Он выпрямился и пошел к морю — чубатый, рослый, в малиновых плавках, туго обтягивавших мускулистые крепкие ягодицы.
В тот же вечер «волгари», не глядя в сторону мотоциклов, молча свернули палатку и укатили. Без обычных прощаний с соседями, без взаимных пожеланий и обмена адресами.
На месте стоянки осталась дюжина пустых бутылок из-под вина и минеральной воды да рваный полиэтиленовый мешок.
На закате зной спал. Ветер поутих, обвисли полы палаток, с моря потянуло свежестью.
В лагере «дикарей» ужинали, играли в мяч, в бадминтон, пели под гитару, слонялись, собирались кучками, торопились в кино, вели праздные разговоры, слушали музыку, умиротворенные прожитым у моря благодатным днем. В сумерки весь берег высыпал на обрыв смотреть дельфинов, шедших вдоль прибрежной косы. Там и здесь выныривали темно-серые туши, круглые, как торпеды, мелькал луноподобный хвост. Животные эти тут частые гости, и тем не менее появление их каждый раз вызывает всеобщий восторг и удивление.
— Дамы и господа, прошу к столу! — приглашал Стасик друзей, все еще возбужденно обсуждавших появление дельфинов. — Анна Ивановна, сюда, пожалуйста. Варвара Петровна! Кузя, уступи место Клаве. Ишь, расселся, слюнки глотает… Никакого этикета! Возьми вон ящик. Вот так. Юлий Семенович, где ваш раскладной стульчик? Так… Дети накормлены, аккумуляторы подключены, бутылки откупорены — что еще? Все капитально!
В лексиконе Стасика это слово означало высшую степень похвалы. Он частенько употреблял его — отнюдь не по причине бедности своего словарного запаса, а потому, что выражало оно самую суть его отношений к миру вещей и явлений. Все, что не «капитально», было «мерифлютикой».
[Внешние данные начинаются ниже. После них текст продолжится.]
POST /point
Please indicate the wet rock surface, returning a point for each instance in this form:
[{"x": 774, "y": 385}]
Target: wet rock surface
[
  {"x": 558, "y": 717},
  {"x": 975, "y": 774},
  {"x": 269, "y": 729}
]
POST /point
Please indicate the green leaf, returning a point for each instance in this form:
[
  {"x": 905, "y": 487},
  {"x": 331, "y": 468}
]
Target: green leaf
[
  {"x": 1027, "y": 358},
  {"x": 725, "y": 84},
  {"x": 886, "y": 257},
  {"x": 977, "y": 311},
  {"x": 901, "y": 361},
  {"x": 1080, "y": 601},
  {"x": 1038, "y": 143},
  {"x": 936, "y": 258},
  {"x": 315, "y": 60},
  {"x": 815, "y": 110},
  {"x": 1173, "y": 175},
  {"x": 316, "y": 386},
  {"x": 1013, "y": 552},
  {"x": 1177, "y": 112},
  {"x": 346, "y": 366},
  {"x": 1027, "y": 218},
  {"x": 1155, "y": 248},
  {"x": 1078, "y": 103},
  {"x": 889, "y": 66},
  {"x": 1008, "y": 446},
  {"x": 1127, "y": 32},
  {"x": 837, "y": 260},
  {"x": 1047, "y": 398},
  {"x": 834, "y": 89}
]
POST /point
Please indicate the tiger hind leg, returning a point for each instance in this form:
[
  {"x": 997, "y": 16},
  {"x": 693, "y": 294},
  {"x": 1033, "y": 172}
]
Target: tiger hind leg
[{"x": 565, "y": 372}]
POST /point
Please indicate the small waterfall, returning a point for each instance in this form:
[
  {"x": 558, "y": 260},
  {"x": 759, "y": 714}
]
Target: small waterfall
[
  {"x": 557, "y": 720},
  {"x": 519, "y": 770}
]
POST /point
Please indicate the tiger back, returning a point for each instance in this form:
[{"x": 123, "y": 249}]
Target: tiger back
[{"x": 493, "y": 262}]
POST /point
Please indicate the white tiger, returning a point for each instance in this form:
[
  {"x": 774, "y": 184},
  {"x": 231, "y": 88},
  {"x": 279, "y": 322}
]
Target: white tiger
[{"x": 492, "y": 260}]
С первых минут знакомства с этим человеком Юлий Семенович был покорен его манерой выражаться столь категорически и уже на второй или третий день со смехом обнаружил, что подражает соседу по стоянке: «Варвара Петровна, шашлык из баранины — это просто капитально!» Особенно понравилась ему «мерифлютика». Он произносил это слово с видимым удовольствием, растягивая по слогам: «ме-ри-флю-тика!» Иной раз, чистя картошку или производя осмотр мотоцикла, тихонько напевал полюбившееся словечко на первый подвернувшийся мотивчик. Варвара Петровна, толстенькая, круглая, как шар, учительница английского, сказала супругу, что он относится к тому психологическому типу людей, которые легко подвержены влиянию других, на что Юлий Семенович рассмеялся, заметив: «Варя, это все гм… мерифлютика!» А за обедом он признался: «Он говорит о своей профессии настолько заразительно, что я начинаю сожалеть, почему не стал рабочим. Да и вообще ты погляди на него: это же хозяин! Хозяин жизни! Все, что он делает, фундаментально, капитально то есть!» Варваре Петровне Стасик тоже нравился, но она была женщиной скептического склада ума и уже в силу этого не могла разделять восторгов своего супруга, склонного ко всякого рода частым экзальтациям.